The astonished Sergeant exchanged a glance with his superior, but Hemingway assured Maud that he would keep his eyes open.
"Well!" ejaculated the Sergeant, when Maud had gone away again. "What do you make of that?"
"I'd say she was looking for her book."
The Sergeant was disappointed. "It struck me she might be looking for the weapon that killed the old man. Seemed fishy to me."
"She wouldn't have had to look far," said the Inspector. "Not if it's in this room. What's wrong with your eyesight, my lad?"
The Sergeant blinked, and gazed about him. Hemingway pointed a finger at the wall above the fireplace. Flanking the head of an antlered deer were two old flintlock pistols, a pair of knives in ornate sheaths, and various other weapons, ranging from a Zulu knobkerrie to a seventeenth-century halberd.
"Just about as much gumption as the locals, that's what you've got!" said Hemingway scornfully. "Get up on a chair, and take a look at those two daggers! And don't go fingering them!"

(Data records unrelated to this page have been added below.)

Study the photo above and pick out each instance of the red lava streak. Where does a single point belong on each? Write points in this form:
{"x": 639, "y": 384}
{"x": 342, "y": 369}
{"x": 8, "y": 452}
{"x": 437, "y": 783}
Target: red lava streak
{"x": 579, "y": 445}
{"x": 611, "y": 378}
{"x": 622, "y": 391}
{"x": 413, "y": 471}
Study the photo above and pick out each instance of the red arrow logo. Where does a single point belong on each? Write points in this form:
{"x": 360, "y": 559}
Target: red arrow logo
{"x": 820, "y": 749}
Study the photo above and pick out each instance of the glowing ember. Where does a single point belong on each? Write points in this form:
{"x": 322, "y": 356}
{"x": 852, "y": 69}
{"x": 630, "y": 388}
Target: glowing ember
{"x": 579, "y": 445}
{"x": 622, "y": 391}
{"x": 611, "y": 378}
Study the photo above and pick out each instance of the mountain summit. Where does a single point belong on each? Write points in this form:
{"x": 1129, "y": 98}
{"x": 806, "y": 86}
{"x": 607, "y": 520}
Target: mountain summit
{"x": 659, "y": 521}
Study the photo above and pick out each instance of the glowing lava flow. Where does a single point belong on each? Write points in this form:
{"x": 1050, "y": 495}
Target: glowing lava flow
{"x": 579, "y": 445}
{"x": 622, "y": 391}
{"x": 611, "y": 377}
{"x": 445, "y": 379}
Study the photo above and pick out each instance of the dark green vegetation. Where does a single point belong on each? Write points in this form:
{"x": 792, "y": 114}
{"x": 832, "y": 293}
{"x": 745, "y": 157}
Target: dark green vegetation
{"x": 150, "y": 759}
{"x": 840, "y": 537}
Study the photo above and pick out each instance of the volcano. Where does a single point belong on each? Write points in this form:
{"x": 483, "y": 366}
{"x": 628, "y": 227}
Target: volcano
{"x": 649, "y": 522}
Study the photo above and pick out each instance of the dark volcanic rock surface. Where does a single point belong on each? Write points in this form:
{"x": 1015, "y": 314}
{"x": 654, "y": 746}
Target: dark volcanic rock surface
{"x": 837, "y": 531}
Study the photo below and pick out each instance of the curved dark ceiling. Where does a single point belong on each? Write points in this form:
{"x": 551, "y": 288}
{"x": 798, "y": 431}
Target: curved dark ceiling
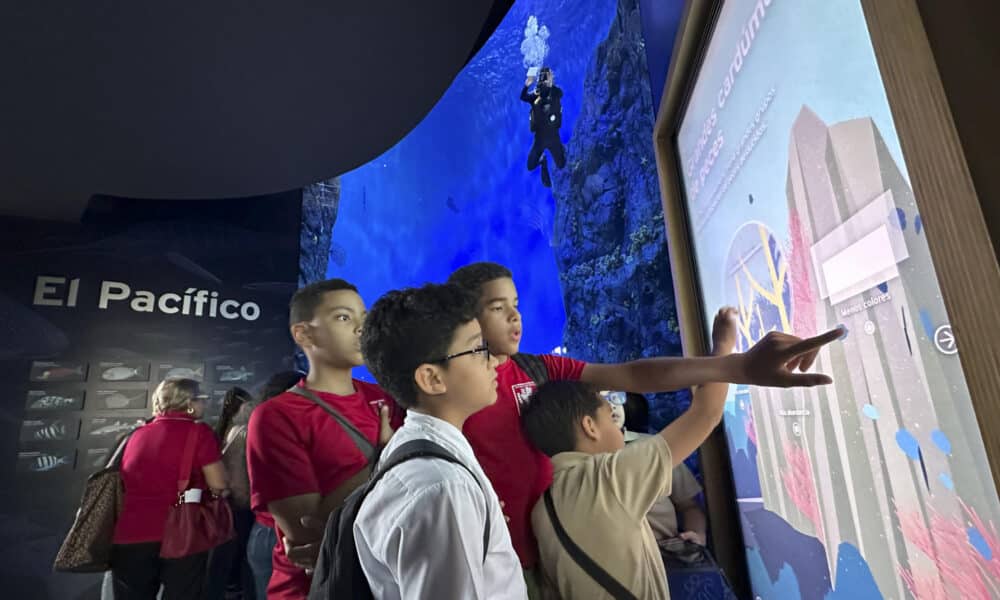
{"x": 215, "y": 99}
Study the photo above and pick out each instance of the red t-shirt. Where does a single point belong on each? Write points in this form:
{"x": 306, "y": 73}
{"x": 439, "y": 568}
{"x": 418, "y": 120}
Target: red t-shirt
{"x": 150, "y": 470}
{"x": 295, "y": 447}
{"x": 519, "y": 473}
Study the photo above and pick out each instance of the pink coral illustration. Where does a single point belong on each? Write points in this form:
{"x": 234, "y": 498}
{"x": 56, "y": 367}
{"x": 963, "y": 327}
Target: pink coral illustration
{"x": 803, "y": 297}
{"x": 800, "y": 485}
{"x": 961, "y": 571}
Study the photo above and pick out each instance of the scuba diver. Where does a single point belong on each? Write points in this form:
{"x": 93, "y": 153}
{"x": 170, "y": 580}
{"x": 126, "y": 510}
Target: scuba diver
{"x": 545, "y": 118}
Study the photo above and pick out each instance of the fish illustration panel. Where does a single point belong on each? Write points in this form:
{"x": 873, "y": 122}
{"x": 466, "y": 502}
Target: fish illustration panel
{"x": 55, "y": 429}
{"x": 187, "y": 371}
{"x": 120, "y": 399}
{"x": 42, "y": 461}
{"x": 93, "y": 459}
{"x": 53, "y": 400}
{"x": 107, "y": 429}
{"x": 235, "y": 374}
{"x": 123, "y": 371}
{"x": 57, "y": 371}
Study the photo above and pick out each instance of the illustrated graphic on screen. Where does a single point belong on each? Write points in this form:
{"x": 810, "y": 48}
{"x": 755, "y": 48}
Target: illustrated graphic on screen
{"x": 189, "y": 371}
{"x": 49, "y": 430}
{"x": 121, "y": 371}
{"x": 231, "y": 374}
{"x": 57, "y": 371}
{"x": 43, "y": 462}
{"x": 803, "y": 218}
{"x": 54, "y": 400}
{"x": 120, "y": 399}
{"x": 544, "y": 119}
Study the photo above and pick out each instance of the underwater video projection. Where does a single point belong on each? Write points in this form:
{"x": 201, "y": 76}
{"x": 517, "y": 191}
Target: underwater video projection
{"x": 802, "y": 215}
{"x": 539, "y": 156}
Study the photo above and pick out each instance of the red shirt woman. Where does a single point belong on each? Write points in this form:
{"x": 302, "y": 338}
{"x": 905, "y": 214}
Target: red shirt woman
{"x": 150, "y": 470}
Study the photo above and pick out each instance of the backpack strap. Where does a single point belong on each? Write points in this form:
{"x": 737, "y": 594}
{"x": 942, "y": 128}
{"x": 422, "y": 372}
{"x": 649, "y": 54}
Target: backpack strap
{"x": 533, "y": 365}
{"x": 596, "y": 572}
{"x": 367, "y": 449}
{"x": 427, "y": 449}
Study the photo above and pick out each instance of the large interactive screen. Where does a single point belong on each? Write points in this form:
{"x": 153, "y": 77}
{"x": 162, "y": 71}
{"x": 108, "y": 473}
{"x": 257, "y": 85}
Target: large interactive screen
{"x": 802, "y": 216}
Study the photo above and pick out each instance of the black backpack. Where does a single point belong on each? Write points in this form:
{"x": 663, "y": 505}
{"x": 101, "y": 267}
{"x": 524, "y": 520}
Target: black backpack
{"x": 338, "y": 574}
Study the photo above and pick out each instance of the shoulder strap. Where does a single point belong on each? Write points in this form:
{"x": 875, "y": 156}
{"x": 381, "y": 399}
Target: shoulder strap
{"x": 237, "y": 432}
{"x": 533, "y": 365}
{"x": 428, "y": 449}
{"x": 115, "y": 460}
{"x": 602, "y": 577}
{"x": 187, "y": 459}
{"x": 367, "y": 449}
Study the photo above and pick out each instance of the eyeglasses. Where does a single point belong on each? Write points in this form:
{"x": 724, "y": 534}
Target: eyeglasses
{"x": 616, "y": 398}
{"x": 483, "y": 349}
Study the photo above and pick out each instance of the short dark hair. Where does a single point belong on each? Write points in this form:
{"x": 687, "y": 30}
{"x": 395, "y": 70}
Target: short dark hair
{"x": 305, "y": 301}
{"x": 406, "y": 328}
{"x": 474, "y": 275}
{"x": 552, "y": 414}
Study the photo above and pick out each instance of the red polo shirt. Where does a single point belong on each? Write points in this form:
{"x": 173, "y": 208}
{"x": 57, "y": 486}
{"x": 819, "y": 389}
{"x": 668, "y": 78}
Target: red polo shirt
{"x": 150, "y": 470}
{"x": 295, "y": 447}
{"x": 519, "y": 473}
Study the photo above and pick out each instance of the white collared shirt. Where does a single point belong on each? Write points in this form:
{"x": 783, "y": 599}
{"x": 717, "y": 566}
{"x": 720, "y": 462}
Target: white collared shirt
{"x": 419, "y": 533}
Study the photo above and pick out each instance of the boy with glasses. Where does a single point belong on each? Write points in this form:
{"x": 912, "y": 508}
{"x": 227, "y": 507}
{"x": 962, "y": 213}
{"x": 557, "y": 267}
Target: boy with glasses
{"x": 518, "y": 471}
{"x": 431, "y": 528}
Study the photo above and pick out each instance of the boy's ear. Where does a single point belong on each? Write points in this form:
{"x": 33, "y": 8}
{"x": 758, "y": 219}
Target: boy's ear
{"x": 300, "y": 333}
{"x": 429, "y": 381}
{"x": 588, "y": 426}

Swallowing this insult, the Sergeant pulled a chair forward, and said that it was funny how you could miss a thing that was right under your nose.
"I don't know what you mean by "you"!" retorted Hemingway. "I know what I'd mean by it, but that's different. And funny isn't the word I'd use, either. Any dust on those daggers?"
The Sergeant, standing on the chair, reached up, leaning a hand against the wall to steady himself. "No. At least, yes: on the undersides," he said, peering at them.
"Both free from dust on the outside?"
"Pretty well. So's this pike-affair. Careful servants in this house. I expect they do 'em with one of those feather dusters on the end of a long stick."
"Never mind what they do them with! Hand those daggers down to me!"
The Sergeant obeyed, using his handkerchief. Hemingway took them, and closely scrutinised them. It was plain that the sheaths at least had not been taken down recently, since dust clung to the undersides, and a few wispy cobwebs on the wall were revealed by their removal. Indeed, the Sergeant, descending from his perch, and studying the knives, gave it as his opinion that neither had been handled.